The first SHIM ECO event, held in New York, brought together a hundred artists with five curators and was published in 2021 on Artsy, the world's largest e-commerce art platform. Thus, her commitment as an activist, or rather as an "artivist," was born, making herself the voice and interpreter in the first person as an artist, curator and art director of events to denounce the consequences of the environmental impact of human activities.
"NO - an ugly story" is the performance through which Alexandra Mas consecrates herself: she walks the streets wearing a dress made of plastic scraps designed with the students of IFA Paris. With a mask to hide her identity and a 9-meter train made of plastic bottles, containers, and waste, Mas embodies a monster suffocated by human waste that impresses the audience in Venice during the 2019 Biennale and at Aqua Art Miami in the same year, like a nightmare. A performance with a show also takes place on the stage of the Venice Carnival in Piazza San Marco in February 2020, with Marina Prando's dance school and Freddy CLARKE's notes of "Make Earth Cool Again" by Robert Trent JONES Jr, composed for her act.
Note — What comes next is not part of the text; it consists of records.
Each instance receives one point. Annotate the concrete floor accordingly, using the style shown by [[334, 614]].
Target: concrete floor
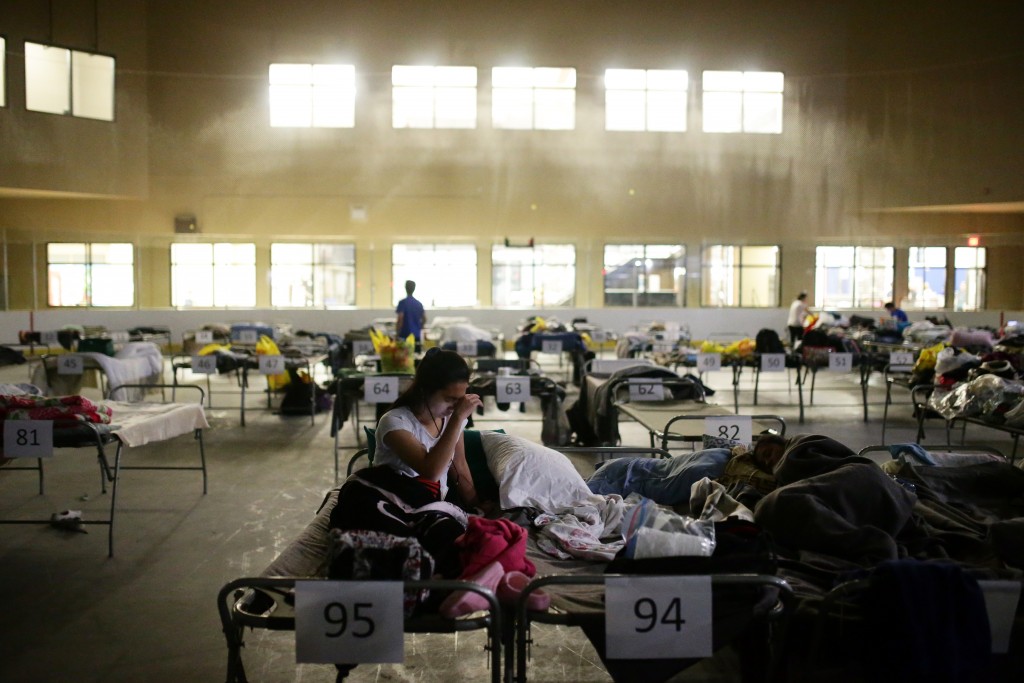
[[71, 613]]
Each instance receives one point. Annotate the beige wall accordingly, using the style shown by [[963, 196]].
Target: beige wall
[[873, 126]]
With "Be the Change" of 2022 proposed in Paris and then in Venice, action painting is supported by the projection of the video "NO II". With a black paint pour, Alexandra evokes the pollution of the seas by suggestively reproducing the oil stains where desperately and energetically, the author brings out the words "be the change," a silent but impactful scream, an exhortation to the public to be the change to make a difference and change the fate of the planet.
In this artistic journey, Alexandra Mas evolves and amazes without ever wanting to scandalize or provoke. Her dialogue becomes increasingly self-aware and, therefore, more sincere and authentic with the audience of her performances. She reveals her histrionic and unsuspectedly theatrical side in her introspective, at times biographical, investigation, which has allowed her to unveil, through her works, pages of her imaginary personal diary that then become a manifesto of a conflicting tension towards a collective universe.
However, her research has nothing to do with destructive or self-injurious anguish, like many performers who have already brought to the public violence and mere pornography of pain. Alexandra Mas has this great merit: she wants to bring her battles through an art that hits but does not alienate. She leaves a mark without being disturbing, enchants but does not sugarcoat, goes straight to the point. Her beauty is all-encompassing, just like her true and spontaneous sensitivity, as are her stories and the origin of her creations.
Aqua ART MIAMI 2022
The performance presented at Aqua Art Miami, is titled "Exquisite Code," where once again her body was the protagonist. This time, the focus is on the world of communication and contemporary art, which is increasingly digitized and technological, and is becoming more and more invisible to the outside world, confined within our electronic devices.
The audience will see her body as a sort of digital avatar, life, offered for interaction, photographed but also rendered in 3D, then ideally covered in NFTokens and transformed into a live Body Gallery. The work has presented QR codes, portals to this virtual gallery.
The actual act of creation will involve the use of QR codes that will link to an artwork, an art studio, a gallery, or a website, serving as a virtual gateway cascading towards other works of art.
This piece reflects on how complex concepts can be reduced to hashtags or QR codes without definitive judgments. It simplifies reality, which has also affected contemporary art, with the creation of platforms or virtual galleries that are increasingly accessible but at the same time less geared towards poetic and aesthetic investigation, a fundamental aspect of a totalising approach to art.